Providing reasonable answers to user questions

One of the most annoying things about using LLMs is that they tend to wander when you don't provide the right information to answer a user's question. Many people call this hallucination. I'm not sure if this is the appropriate term for a mathematical model, but it seems to stick with everyone.

When building a RAG, you want to make sure that you have the appropriate information to answer user questions. Low-quality information assets will break your RAG, which leads to unwanted answers and possibly unwanted user behavior consequently.

I recommend investing in high-quality evaluation datasets and tools to mitigate the risk of providing low-quality answers. One framework that has helped me a lot is Ragas. This framework allows me to easily measure how factual the LLM is answering questions and how coherent the LLM is in conversations.

No matter how well your data, the user will always find a way to get the wrong answer, willingly or unwillingly. So, as a final precaution, I recommend that you clearly post notices in the user interface letting the user know that they're dealing with generated content that could be wrong.

In some cases, I even recommend not using AI at all. For example, for legal advice, I can't say that AI adds a lot of value when you consider the risk of getting the answers wrong. The same goes for HR related information. I don't recommend using LLMs to answer questions in those cases.

This leads me to another interesting topic that we shouldn't skip when talking about security in AI, regulatory requirements do have a role to play when implementing LLMS and AI in general.

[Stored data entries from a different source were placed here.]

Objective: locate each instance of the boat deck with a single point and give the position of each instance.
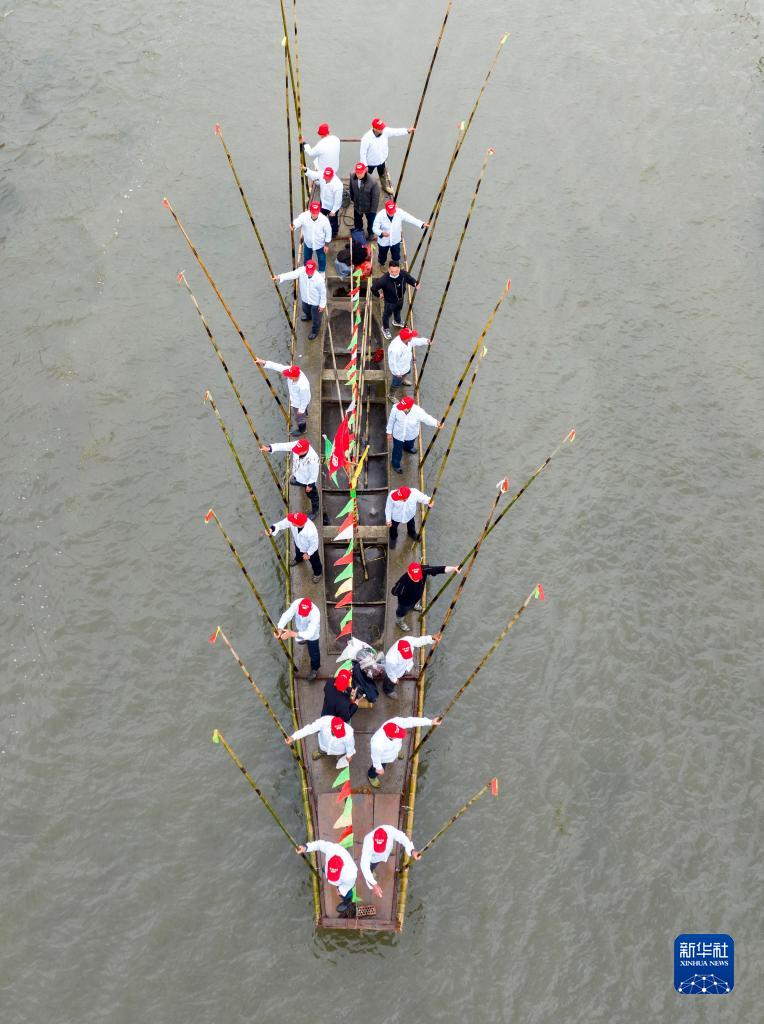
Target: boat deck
(374, 607)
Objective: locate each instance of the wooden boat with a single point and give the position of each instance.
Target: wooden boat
(376, 568)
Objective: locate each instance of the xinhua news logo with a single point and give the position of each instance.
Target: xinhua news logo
(704, 965)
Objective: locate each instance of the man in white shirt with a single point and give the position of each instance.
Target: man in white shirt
(388, 226)
(378, 845)
(399, 659)
(307, 630)
(375, 147)
(401, 507)
(305, 537)
(402, 428)
(331, 195)
(340, 869)
(316, 233)
(299, 390)
(305, 468)
(385, 744)
(399, 354)
(335, 738)
(326, 153)
(312, 293)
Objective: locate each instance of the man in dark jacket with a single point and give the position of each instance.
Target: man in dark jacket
(338, 697)
(392, 287)
(410, 587)
(365, 195)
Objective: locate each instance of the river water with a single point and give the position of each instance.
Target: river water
(141, 878)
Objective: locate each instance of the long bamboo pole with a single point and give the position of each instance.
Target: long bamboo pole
(477, 347)
(223, 364)
(243, 471)
(462, 237)
(225, 306)
(503, 487)
(450, 445)
(537, 592)
(213, 515)
(421, 98)
(217, 737)
(264, 700)
(493, 785)
(470, 119)
(568, 437)
(248, 208)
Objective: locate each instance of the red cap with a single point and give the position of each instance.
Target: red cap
(393, 731)
(334, 867)
(342, 680)
(405, 649)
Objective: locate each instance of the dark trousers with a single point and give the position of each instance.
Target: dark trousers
(358, 220)
(312, 495)
(384, 250)
(321, 256)
(334, 220)
(397, 450)
(391, 309)
(312, 312)
(314, 652)
(411, 528)
(314, 561)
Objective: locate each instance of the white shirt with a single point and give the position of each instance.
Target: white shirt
(305, 468)
(395, 665)
(331, 192)
(315, 233)
(305, 538)
(349, 871)
(299, 390)
(326, 153)
(327, 740)
(370, 856)
(312, 290)
(393, 225)
(399, 354)
(308, 627)
(404, 511)
(383, 750)
(374, 148)
(405, 426)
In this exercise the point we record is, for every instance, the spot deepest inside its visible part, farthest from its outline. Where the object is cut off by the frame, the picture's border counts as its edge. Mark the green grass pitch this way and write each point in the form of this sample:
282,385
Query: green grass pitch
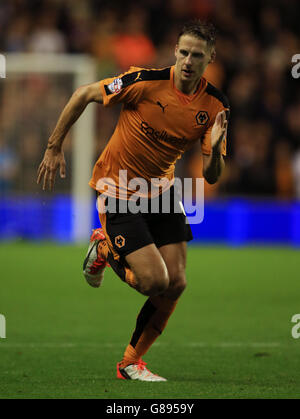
229,337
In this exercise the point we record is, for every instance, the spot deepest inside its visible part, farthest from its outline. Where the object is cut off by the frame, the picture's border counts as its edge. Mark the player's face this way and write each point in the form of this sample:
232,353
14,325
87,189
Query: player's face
192,57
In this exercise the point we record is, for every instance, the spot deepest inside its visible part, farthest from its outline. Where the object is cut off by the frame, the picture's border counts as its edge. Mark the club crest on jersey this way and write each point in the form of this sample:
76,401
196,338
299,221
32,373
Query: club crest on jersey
202,117
115,86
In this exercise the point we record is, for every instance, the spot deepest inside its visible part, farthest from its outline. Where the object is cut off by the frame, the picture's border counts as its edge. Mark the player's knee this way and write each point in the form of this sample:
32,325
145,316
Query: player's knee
177,284
155,282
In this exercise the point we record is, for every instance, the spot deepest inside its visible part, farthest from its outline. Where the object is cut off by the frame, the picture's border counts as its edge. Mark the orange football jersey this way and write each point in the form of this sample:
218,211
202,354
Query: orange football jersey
157,124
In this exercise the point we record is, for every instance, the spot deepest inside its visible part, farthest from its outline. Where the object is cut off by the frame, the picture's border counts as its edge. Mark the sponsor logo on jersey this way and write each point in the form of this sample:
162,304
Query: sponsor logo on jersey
202,117
155,135
115,86
120,241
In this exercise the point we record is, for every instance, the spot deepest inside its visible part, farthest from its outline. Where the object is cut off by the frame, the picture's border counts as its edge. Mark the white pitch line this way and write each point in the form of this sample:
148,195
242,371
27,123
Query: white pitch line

The role of AI legislation

When you consider using AI, I can highly recommend looking at the upcoming AI act. Even if you're not living in Europe, it's still a good idea to look at the ideas provided in this new piece of legislation that's coming into force in April 2026.

As we're learning more about the possibilities of AI, it's important to understand when AI doesn't provide enough value considering the risks we need to take. The AI act is obvious on this topic. There are cases where you shouldn't use LLMs or other machine learning models. For example, manipulating people's behavior with deep fakes or similar techniques is considered extremely dangerous and therefore prohibited. You also don't want to use AI for social scoring.

The AI act provides guidance on how to approach security and safety of AI by setting requirements for systems that introduce various levels of risk. For example, high-risk systems require you to be transparent about the data you use and how your models work. This will have an impact on the security measures in your system as well as the solution strategy you need to follow.

There's still a lot we must learn around security and AI. The AI act acknowledges this fact. It also accounts for the fact that AI is a fast-changing technology area. Therefore, the AI also has a clause that allows for experimentation. Startups, and small to medium-sized organizations, are allowed to try out new techniques without having to worry too much about security and safety requirements. However, it's still a good idea to apply the practices that we discussed in this article from the start.

Preparing for regulatory changes

Following the guidelines in the AI act will provide a solid foundation for more secure and better-quality AI Solutions going forward. If you combine the guidelines with threat modeling and a well-documented architecture, you're well on your way to complying with the new legislation that's coming up.

The steps I provided in this article will work for both small and large organizations, since you don't need to document a lot or spend thousands of euros/dollars on specialized technology.


If there's one thing, I learned from QCon London 2024 and my experience, it's that software developers have an important role to play in building AI solutions. Building safe AI solutions requires you to take different perspectives on what you're building, and it will involve many disciplines ranging from security specialists, developers, architects to data scientists.

We should learn from what came before in security to build better AI systems. And I hope you will pick my practices whether you're building AI solutions or note.

Thank you for reading and see you in the next one!